Coremiocnemis sp fraser hill
Coremiocnemis valida
Coremiocnemis cunicularia
Lyrognathus robustus
"Lampropelma violaceopes"
Selenocosmia sp
Cyriopagopus sp "blue"

at least 3 kind of scorpions
millipedes
centipedes
vinegeroons
whipscorpions

and perhaps the best:


----------



## Crotalus (Sep 18, 2006)

Nice list! Is that a Elaphe taenura?
Any vens?


----------



## metallica (Sep 18, 2006)

Elaphe taeniura ridleyi the bat eating one.
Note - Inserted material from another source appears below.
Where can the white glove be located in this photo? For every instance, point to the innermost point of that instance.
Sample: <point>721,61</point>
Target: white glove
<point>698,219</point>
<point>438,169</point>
only venemous we found were in snake temple Penang (does not have anything to do with a temple anymore... just a tourist attraction.. not really worth the time to visit. go to the butterflyfarm on Penang instead!)


----------



## Crotalus (Sep 19, 2006)

Would love to go to Malaysia / Singapore one day. Did you go to that island? ...forgot the name...but its a famous one. 
Been in Thailand but didnt really make an effort to herp then, was there for the thaiboxing
Saw some herps there, mostly monitor lizards which was cool


----------



## metallica (Sep 20, 2006)

Crotalus said:


> Would love to go to Malaysia / Singapore one day. Did you go to that island? ...forgot the name...but its a famous one.


Penang perhaps? that is the island where the snaketemple is.


----------



## metallica (Sep 20, 2006)

Crotalus said:


> Been in Thailand but didnt really make an effort to herp then, was there for the thaiboxing


isn't Holland the place to go when it comes to top fighters?


----------



## Crotalus (Sep 20, 2006)

metallica said:


> isn't Holland the place to go when it comes to top fighters?
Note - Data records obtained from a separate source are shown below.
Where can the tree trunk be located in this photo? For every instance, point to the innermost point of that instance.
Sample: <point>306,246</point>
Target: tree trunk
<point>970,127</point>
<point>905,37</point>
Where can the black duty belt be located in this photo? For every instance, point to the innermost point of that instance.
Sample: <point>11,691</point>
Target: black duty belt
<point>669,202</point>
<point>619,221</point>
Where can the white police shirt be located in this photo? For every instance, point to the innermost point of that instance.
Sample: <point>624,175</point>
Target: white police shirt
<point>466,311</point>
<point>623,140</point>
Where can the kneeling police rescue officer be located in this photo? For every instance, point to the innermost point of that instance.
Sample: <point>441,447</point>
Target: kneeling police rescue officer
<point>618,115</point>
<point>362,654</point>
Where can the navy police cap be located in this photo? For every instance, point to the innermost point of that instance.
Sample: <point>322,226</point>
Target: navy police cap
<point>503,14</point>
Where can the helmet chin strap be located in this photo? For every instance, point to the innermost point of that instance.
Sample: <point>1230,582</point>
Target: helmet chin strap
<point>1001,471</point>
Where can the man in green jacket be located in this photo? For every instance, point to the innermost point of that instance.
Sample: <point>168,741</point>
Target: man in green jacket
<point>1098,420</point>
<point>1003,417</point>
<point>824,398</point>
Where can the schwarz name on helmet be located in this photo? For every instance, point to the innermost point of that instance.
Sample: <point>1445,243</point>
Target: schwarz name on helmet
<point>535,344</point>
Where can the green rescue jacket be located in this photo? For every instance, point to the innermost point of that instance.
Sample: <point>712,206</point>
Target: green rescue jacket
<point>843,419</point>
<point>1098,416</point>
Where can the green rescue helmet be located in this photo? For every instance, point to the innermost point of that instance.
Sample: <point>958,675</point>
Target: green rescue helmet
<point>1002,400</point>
The dutch sure have a bunch of good fighters now and in the past (Ramon "The Diamond"  Dekkers!) aswell do other european countries but there are loads of top fighters in Thailand and since its their national sport its no wonder 
If you havent been to Rajadamnoern or Lumphini Stadium  in Bangkok - go next time and enjoy! Its a unbelievable athmosphere and the action in the ring is amazing!


----------



## Crotalus (Sep 20, 2006)

metallica said:


> Penang perhaps? that is the island where the snaketemple is.


Maybe. Ill have to look it up


----------